Mencionando resultados de pesquisas realizadas no Canadá, Dartiu disse que as internações, além de caras, não trazem resultados melhores do que aqueles obtidos em tratamento ambulatorial.

“Internações custam de 50 a 100 vezes mais e, na melhor das hipóteses oferecem resultados iguais àqueles obtidos em tratamento ambulatorial, com o paciente em liberdade”, disse, destacando que as internações, principalmente as compulsórias, para as quais Doria queria obter autorização do Tribunal de Justiça, não encontram respaldo nem do ponto de vista científico.

Para Dartiu, internar o usuário de drogas como defende Doria equivale a internar pessoas obesas que estiverem em lanchonetes de redes de fast-food.

Ele advertiu ainda para a questão da criminalização dos usuários pobres, que para grande parte da sociedade, e das autoridades, a polícia principalmente, são traficantes. “Quando as pessoas não entendem que usuário não é traficante e que nem todo morador de rua é usuário, corre-se o risco de começarmos a medicalizar a pobreza.”  

Internação e democracia

Integrante do IBCCrim, o advogado Maurides de Melo Ribeiro defendeu o tratamento em liberdade na perspectiva de liberdade como pilar da democracia. “Contrariando a reforma psiquiátrica, que estabelece a internação como última opção, a medida nada mais é que a suspensão da liberdade”.

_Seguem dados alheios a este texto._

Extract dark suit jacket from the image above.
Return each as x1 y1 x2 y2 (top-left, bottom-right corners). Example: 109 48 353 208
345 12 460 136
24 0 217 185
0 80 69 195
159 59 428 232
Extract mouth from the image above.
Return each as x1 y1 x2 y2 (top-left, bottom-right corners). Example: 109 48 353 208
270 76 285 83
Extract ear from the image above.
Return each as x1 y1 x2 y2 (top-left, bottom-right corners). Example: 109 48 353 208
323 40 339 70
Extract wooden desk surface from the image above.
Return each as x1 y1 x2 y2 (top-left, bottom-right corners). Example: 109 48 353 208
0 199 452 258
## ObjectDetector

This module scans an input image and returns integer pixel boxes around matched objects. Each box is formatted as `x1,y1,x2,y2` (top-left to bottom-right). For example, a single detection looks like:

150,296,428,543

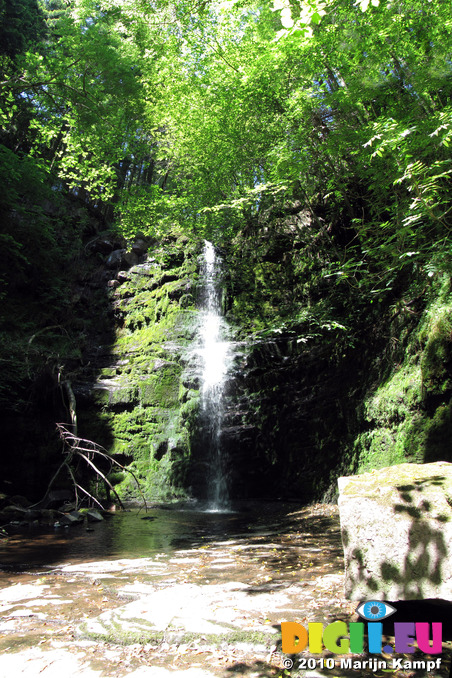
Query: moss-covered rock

Ele lembrou as declarações de Doria e a abordagem da mídia a partir da madrugada do dia 21 de maio, quando prefeitura e governo de São Paulo expulsaram usuários e moradores da cracolândia com violência policial, que incluiu bombas.

“Tudo apontava para a internação compulsória, a superinternação, como temos o superencarceramento dos pobres, negros. O público-alvo é sempre o mesmo. Nunca vi uma política de internação em massa de usuários de cocaína inalada em raves e festas nos Jardins. Isso ninguém nunca cogitou.”